What exactly is Harvard theoretical astrophysicist Avi Loeb doing co-founding a $1.755 million academic effort to look for UFOs? Yesterday, Loeb revealed the Galileo Project, which aims to develop an artificial-intelligence-powered network of telescopes that can search for evidence of technological alien civilizations on or near Earth. The project has received mixed criticism from outside researchers, who maintain that while there is no harm in at least looking for such things in a rigorous manner, the possibility of finding anything seems slim.
Galileo is an outgrowth of Loeb’s particular passion—making the case that ‘Oumuamua, the first interstellar comet ever discovered, might actually be a probe from an intelligent species looking to learn about our solar system. For the past few years, he has been trumpeting the idea both in the scientific literature and in a nonfiction book, Extraterrestrial. While on a publicity tour for the book, Loeb says, he was contacted by many people interested in UFOs—which are now more politely referred to as unidentified aerial phenomena, or UAP. Several of those people turned out to be both wealthy and generous, gifting him with large sums of money to use for further, more formal, investigations
“I always emphasize the fact that it’s not a philosophical question whether an object is an artifact from a technological civilization,” Loeb says. “It’s very easy to answer by taking a high-resolution photograph.”

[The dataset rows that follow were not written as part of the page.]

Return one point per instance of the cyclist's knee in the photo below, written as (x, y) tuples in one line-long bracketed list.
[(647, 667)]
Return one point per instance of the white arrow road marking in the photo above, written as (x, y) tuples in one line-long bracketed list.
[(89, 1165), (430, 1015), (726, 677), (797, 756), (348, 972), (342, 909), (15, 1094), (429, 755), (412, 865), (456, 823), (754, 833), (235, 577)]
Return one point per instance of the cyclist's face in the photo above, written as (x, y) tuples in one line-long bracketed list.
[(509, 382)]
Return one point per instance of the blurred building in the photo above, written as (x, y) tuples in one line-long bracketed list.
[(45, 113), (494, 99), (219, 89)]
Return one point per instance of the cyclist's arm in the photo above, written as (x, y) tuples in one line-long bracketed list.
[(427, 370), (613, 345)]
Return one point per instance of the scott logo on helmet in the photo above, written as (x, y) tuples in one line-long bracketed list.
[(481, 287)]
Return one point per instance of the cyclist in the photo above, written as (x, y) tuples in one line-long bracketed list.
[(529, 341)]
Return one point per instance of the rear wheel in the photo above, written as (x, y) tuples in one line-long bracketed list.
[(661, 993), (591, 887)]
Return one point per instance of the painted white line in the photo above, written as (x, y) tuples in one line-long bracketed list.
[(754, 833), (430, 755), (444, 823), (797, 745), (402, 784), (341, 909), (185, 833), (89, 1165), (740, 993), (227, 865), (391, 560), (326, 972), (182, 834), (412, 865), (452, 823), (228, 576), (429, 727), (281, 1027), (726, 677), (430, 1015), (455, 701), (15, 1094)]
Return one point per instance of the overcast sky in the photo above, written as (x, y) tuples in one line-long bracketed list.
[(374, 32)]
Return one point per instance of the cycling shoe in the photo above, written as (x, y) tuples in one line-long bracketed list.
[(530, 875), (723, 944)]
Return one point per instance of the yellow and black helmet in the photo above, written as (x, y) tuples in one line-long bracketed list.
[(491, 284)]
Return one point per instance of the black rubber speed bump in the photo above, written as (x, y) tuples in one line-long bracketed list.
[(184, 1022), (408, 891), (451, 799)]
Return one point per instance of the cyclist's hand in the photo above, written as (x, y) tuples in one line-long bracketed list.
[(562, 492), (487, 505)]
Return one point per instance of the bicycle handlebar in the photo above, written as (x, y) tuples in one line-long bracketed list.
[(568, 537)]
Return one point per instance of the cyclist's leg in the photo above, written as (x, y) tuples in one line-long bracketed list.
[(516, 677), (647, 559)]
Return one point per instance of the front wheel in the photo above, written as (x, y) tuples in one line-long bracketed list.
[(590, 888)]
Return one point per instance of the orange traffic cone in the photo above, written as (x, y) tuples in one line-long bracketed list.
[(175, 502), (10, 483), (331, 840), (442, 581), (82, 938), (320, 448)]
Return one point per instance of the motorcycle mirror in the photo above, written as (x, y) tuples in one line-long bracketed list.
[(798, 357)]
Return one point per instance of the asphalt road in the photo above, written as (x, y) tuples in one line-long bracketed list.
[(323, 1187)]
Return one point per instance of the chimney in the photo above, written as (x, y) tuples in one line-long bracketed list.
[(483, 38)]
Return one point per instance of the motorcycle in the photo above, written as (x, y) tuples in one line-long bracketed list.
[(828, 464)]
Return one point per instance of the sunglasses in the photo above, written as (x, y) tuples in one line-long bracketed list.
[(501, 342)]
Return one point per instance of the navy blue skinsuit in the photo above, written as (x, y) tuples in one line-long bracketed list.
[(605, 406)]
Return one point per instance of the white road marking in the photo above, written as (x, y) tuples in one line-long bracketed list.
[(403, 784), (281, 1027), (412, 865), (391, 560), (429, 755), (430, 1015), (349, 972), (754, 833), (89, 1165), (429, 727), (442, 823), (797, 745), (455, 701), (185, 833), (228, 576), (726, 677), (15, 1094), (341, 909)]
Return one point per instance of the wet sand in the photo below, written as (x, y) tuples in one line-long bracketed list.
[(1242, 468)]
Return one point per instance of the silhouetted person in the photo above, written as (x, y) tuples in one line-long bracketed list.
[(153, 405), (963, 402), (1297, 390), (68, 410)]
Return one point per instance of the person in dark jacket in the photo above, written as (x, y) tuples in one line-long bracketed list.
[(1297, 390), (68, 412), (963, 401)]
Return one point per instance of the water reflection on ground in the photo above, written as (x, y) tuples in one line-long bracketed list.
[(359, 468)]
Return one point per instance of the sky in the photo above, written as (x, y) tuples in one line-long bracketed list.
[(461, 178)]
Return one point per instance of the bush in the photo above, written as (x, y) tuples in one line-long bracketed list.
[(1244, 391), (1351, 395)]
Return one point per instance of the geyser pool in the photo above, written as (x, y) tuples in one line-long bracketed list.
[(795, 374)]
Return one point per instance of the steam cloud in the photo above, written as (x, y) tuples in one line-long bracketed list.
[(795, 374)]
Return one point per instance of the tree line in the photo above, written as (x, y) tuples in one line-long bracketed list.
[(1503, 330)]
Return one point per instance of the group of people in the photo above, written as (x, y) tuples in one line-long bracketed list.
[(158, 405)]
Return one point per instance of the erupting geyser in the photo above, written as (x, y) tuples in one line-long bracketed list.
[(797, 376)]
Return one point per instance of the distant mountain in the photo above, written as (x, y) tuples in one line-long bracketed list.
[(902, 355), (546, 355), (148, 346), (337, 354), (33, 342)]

That is what he and his research partners at Galileo hope to do, by building small arrays of instruments that would continuously scan the skies to capture data about anything out of the ordinary. The project also intends to develop sensors to hunt for any unusual, artificial and potentially alien satellites orbiting Earth, as well as to look for other ‘Oumuamua-like interstellar objects to study in greater detail. Despite its outlandish focus, scientists not associated with the group still think Galileo can provide useful information. “In the sense that this could serve to legitimize those kinds of investigations, it can be a very positive thing,” says Lucianne Walkowicz, an astronomer at the Adler Planetarium in Chicago.
“I’m glad to see Avi and others not being afraid of silly associations,” says Jason Wright, a Pennsylvania State University astrophysicist who works on the search for extraterrestrial intelligence (SETI). “So much of UFO stuff is far from the way we actually do science; it’s hard to associate yourself with it and still be taken seriously. I appreciate that Avi is going to do some systematic data collection and study it with a clean sheet.”
Both Walkowicz and Wright emphasize that they don’t believe UAP to have exotic extraterrestrial explanations, considering them much more likely to be mundane things like planes, birds, insects, meteors or atmospheric phenomena. Given their highly random nature—most eyewitness accounts describe them appearing out of nowhere and disappearing just as quickly—building detectors to monitor them might be quite difficult.
“It’s really hard to see how you establish a search strategy that would have a chance of seeing one,” says Jonathan McDowell, an astrophysicist at the Harvard-Smithsonian Center for Astrophysics. “I suspect there are more well-motivated SETI projects, or even UFO-search projects, that could be funded for less money.”
UAP are having something of a cultural moment, with the Department of Defense and the Office of the Director of National Intelligence releasing a highly anticipated report last month on their own investigations into the phenomena. The government concluded that most of the events were likely terrestrial in origin, things like weather balloons and foreign drones, but added they merited further study.